Впрочем, несмотря на внешний пиетет при встрече с главой Русской православной церкви, Эдуард относился к православию с тщательно скрываемой неприязнью. И дело было даже не в прочной атеистической закваске, полученной в коммунистические времена, — просто по складу ума и характера он был убежденным скептиком. Да, существование некоего Высшего начала вполне возможно, более того — вполне допустимо и предположение, что это начало является разумным и нематериальным. Однако никакая из существующих религий не имеет права утверждать, что знает об этом начале больше всех остальных или что она чтит его наиболее подобающим образом. А ведь православие утверждает именно это: «Мы славим Господа правильнее всех других!»
Кстати, совет самого Христа из знаменитой Нагорной проповеди: «И когда молишься, не будь как лицемеры, которые любят в синагогах и на углах улиц останавливаться молиться, чтобы показаться пред людьми. Истинно говорю вам, что они уже получают награду свою. Ты же, когда молишься, войди в комнату твою и, затворив дверь твою, помолись Отцу твоему, Который втайне; и Отец твой, видящий тайное, воздаст тебе явно» — явно вступал в противоречие с обычаем молиться в храмах и соборах, которые сами по себе являются прекраснейшими сооружениями архитектуры.

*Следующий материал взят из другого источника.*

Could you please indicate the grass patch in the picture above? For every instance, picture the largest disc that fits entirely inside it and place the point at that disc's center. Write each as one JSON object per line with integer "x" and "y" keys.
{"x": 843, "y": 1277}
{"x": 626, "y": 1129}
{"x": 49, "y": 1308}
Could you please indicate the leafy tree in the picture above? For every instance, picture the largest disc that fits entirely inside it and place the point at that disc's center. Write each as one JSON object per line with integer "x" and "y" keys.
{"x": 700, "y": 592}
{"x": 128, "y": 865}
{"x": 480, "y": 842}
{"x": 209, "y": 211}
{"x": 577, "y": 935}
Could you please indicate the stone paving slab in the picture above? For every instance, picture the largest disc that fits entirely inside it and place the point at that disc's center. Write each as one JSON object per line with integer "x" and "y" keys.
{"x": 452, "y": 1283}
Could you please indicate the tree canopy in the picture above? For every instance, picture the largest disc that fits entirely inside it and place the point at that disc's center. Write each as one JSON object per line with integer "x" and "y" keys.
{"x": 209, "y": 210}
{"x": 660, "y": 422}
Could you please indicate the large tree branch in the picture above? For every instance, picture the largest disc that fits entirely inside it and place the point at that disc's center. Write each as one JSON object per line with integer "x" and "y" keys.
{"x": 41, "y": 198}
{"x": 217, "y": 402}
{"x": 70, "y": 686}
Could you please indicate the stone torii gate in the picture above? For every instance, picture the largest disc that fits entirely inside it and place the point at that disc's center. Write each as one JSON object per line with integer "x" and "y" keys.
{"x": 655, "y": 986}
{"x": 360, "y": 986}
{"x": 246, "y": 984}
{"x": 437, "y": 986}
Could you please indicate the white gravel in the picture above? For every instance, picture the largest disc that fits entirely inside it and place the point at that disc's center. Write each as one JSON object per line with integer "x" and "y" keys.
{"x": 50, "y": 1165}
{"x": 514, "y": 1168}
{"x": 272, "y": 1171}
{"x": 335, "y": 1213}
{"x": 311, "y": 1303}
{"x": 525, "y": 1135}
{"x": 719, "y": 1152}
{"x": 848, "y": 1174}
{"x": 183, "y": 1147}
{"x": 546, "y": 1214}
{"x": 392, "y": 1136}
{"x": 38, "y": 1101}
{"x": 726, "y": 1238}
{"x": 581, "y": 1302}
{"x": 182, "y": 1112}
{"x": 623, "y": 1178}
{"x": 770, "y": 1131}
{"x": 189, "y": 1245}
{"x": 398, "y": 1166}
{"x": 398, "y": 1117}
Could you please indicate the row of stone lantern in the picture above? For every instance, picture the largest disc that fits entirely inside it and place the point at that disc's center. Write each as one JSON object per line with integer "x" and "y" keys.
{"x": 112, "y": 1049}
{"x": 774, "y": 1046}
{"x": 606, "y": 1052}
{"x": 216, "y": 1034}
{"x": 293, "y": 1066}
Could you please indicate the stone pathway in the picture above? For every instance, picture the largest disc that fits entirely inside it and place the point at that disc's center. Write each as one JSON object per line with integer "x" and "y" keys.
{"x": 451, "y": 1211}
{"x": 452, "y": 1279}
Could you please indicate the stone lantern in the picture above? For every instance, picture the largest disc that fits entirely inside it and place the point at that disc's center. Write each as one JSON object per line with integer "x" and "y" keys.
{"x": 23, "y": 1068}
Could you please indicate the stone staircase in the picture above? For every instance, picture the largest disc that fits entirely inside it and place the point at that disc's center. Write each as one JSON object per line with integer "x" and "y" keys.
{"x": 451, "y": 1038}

По глубокому убеждению Архангельского, церковь представляла собой такой же социальный институт, как государство или армия, а потому не имела ни малейшего права претендовать на какие-то приоритеты. Возможно, в этом сказывалась его чиновничья сущность, ревновавшая к усиливающемуся влиянию священников, которое уже начинало перевешивать былое влияние секретарей по идеологии. Однако Гринев ждал от него не абстрактных рассуждений, а вполне конкретных советов, поэтому нахмурился еще больше. Архангельский мгновенно понял свою ошибку.
— Впрочем, все это не столь важно. Рассказывай дальше.

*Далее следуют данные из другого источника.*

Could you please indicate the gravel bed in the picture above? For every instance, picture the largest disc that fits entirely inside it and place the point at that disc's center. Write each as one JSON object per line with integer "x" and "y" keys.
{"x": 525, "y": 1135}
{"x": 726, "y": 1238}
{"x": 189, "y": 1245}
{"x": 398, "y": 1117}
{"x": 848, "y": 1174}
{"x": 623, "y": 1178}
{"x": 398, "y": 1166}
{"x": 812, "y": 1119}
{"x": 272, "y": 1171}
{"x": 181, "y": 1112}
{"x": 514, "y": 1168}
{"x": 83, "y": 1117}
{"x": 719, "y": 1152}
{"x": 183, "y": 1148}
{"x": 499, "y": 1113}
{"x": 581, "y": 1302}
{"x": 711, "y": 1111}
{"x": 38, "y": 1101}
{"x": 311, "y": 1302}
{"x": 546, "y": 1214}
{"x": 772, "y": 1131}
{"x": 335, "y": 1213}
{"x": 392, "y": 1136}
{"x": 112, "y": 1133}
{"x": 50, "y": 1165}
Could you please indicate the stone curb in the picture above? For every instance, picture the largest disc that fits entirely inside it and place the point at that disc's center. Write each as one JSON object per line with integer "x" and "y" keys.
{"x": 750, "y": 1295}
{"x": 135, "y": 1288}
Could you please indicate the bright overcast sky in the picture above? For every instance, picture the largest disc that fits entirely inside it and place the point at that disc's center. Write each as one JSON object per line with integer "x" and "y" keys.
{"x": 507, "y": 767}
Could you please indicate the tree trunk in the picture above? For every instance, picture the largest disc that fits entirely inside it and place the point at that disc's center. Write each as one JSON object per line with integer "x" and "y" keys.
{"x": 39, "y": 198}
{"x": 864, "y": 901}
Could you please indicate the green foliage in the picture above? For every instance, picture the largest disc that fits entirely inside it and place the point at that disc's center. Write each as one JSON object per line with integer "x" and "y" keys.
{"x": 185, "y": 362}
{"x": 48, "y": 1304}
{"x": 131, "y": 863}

— А дальше хоть стой — хоть падай. В один прекрасный день она так же внезапно, как раньше уверовала, разочаровалась в православии, причем по весьма анекдотическому поводу. В их приходской церкви служил довольно молодой поп, который был известен своими связями с местной братвой. По некоторым слухам, он даже освящал им оружие перед очередной «стрелкой».

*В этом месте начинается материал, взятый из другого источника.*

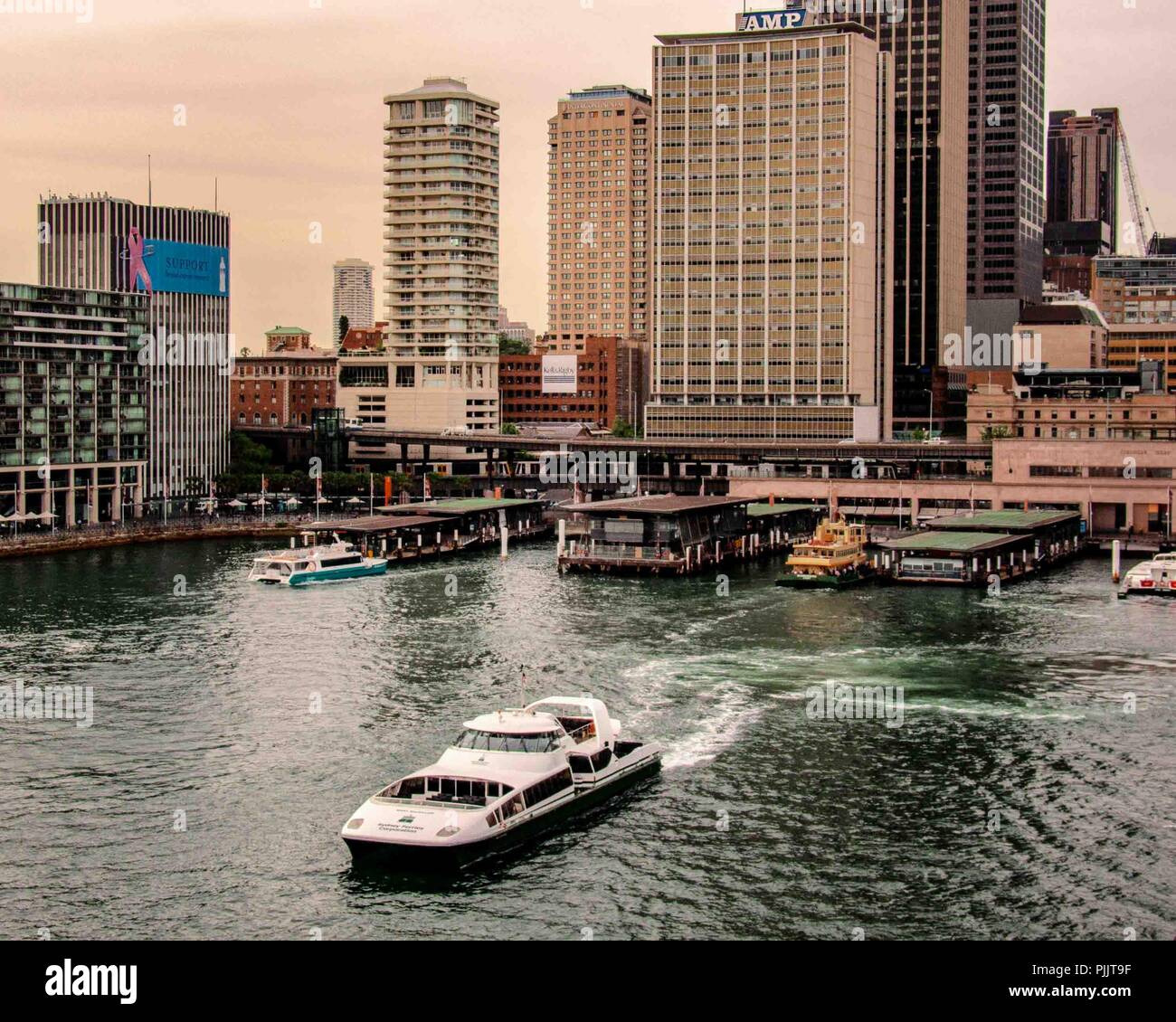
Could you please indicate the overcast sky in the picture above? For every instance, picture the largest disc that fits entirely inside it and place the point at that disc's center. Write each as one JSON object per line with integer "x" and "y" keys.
{"x": 282, "y": 101}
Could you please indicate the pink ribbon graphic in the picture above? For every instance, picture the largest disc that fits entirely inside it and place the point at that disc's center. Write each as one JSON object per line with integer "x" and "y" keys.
{"x": 138, "y": 267}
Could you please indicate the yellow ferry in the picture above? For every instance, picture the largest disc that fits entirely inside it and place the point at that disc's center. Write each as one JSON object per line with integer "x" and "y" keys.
{"x": 835, "y": 558}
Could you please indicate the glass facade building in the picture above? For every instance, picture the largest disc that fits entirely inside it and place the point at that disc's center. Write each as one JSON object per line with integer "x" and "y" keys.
{"x": 73, "y": 403}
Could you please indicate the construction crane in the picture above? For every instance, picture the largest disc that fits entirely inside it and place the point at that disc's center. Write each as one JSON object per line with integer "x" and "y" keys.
{"x": 1145, "y": 235}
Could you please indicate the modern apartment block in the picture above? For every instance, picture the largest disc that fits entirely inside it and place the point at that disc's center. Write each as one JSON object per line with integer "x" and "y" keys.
{"x": 352, "y": 296}
{"x": 599, "y": 206}
{"x": 441, "y": 216}
{"x": 928, "y": 42}
{"x": 73, "y": 404}
{"x": 439, "y": 368}
{"x": 773, "y": 214}
{"x": 1135, "y": 289}
{"x": 180, "y": 260}
{"x": 1007, "y": 161}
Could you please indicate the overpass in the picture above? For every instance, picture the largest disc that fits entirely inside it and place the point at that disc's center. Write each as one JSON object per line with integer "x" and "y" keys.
{"x": 500, "y": 446}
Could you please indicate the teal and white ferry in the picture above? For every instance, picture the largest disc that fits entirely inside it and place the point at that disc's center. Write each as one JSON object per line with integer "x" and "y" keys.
{"x": 316, "y": 563}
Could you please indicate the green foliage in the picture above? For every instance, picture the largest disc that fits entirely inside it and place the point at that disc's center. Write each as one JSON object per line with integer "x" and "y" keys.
{"x": 509, "y": 345}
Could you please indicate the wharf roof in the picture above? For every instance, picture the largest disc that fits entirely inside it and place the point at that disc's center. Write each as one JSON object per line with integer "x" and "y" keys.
{"x": 759, "y": 511}
{"x": 658, "y": 505}
{"x": 459, "y": 506}
{"x": 945, "y": 543}
{"x": 376, "y": 524}
{"x": 1010, "y": 520}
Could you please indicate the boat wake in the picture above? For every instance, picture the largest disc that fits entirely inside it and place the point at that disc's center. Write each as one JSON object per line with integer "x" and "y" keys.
{"x": 725, "y": 712}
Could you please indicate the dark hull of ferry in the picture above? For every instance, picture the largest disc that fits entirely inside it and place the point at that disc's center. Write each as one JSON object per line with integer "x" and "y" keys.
{"x": 824, "y": 582}
{"x": 432, "y": 857}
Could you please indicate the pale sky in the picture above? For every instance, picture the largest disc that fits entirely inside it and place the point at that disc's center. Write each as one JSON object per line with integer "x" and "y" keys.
{"x": 283, "y": 105}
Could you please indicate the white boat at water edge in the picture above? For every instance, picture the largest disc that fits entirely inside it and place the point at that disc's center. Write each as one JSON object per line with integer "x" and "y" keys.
{"x": 508, "y": 776}
{"x": 1153, "y": 578}
{"x": 302, "y": 566}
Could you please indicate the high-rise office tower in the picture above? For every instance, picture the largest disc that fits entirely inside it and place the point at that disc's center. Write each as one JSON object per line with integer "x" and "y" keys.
{"x": 180, "y": 259}
{"x": 1082, "y": 186}
{"x": 928, "y": 40}
{"x": 352, "y": 296}
{"x": 599, "y": 206}
{"x": 773, "y": 213}
{"x": 1006, "y": 161}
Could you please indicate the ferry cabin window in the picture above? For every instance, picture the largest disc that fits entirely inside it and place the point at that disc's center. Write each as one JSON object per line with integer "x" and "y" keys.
{"x": 337, "y": 563}
{"x": 493, "y": 743}
{"x": 547, "y": 788}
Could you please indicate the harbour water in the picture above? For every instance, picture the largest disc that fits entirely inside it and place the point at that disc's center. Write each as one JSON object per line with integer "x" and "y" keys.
{"x": 238, "y": 725}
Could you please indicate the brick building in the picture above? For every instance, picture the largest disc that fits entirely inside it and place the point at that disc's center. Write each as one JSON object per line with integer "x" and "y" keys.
{"x": 283, "y": 386}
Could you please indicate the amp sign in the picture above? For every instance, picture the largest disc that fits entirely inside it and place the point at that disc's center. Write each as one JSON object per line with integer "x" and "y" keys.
{"x": 764, "y": 20}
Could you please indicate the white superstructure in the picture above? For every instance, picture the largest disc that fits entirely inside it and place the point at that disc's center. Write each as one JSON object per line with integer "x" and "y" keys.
{"x": 507, "y": 775}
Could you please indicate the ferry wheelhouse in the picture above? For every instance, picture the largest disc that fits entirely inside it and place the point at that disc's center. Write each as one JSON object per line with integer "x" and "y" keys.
{"x": 508, "y": 776}
{"x": 833, "y": 559}
{"x": 1153, "y": 578}
{"x": 328, "y": 563}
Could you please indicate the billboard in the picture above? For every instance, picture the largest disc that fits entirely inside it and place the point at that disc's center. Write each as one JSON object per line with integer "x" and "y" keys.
{"x": 559, "y": 374}
{"x": 179, "y": 267}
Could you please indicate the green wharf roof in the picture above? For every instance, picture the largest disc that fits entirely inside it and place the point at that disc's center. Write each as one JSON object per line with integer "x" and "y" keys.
{"x": 944, "y": 543}
{"x": 757, "y": 511}
{"x": 1010, "y": 520}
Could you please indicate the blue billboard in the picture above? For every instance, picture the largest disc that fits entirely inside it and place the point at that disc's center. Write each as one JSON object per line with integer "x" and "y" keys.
{"x": 175, "y": 266}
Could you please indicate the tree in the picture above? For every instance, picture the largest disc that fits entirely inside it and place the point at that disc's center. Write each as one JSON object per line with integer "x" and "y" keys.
{"x": 510, "y": 345}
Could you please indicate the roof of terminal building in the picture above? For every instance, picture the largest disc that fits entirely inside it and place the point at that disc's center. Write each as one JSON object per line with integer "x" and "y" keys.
{"x": 1010, "y": 520}
{"x": 375, "y": 524}
{"x": 947, "y": 543}
{"x": 459, "y": 506}
{"x": 658, "y": 505}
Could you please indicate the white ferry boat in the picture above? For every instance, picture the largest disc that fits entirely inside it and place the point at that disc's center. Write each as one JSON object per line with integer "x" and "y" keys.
{"x": 316, "y": 563}
{"x": 508, "y": 776}
{"x": 1153, "y": 578}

— А французские дворяне на ночь перед дуэлью клали на алтарь свои шпаги, — усмехнулся Архангельский, вспомнив «Графиню де Монсоро».
— Короче, однажды он пришел вести службу то ли в дымину пьяный, то ли не протрезвев после вчерашнего, — продолжал Гринев, — и, непрерывно икая, ляпнул с амвона примерно такую фразу: «Покайтесь, грешники, а то всем вам — ик! — х…во будет!»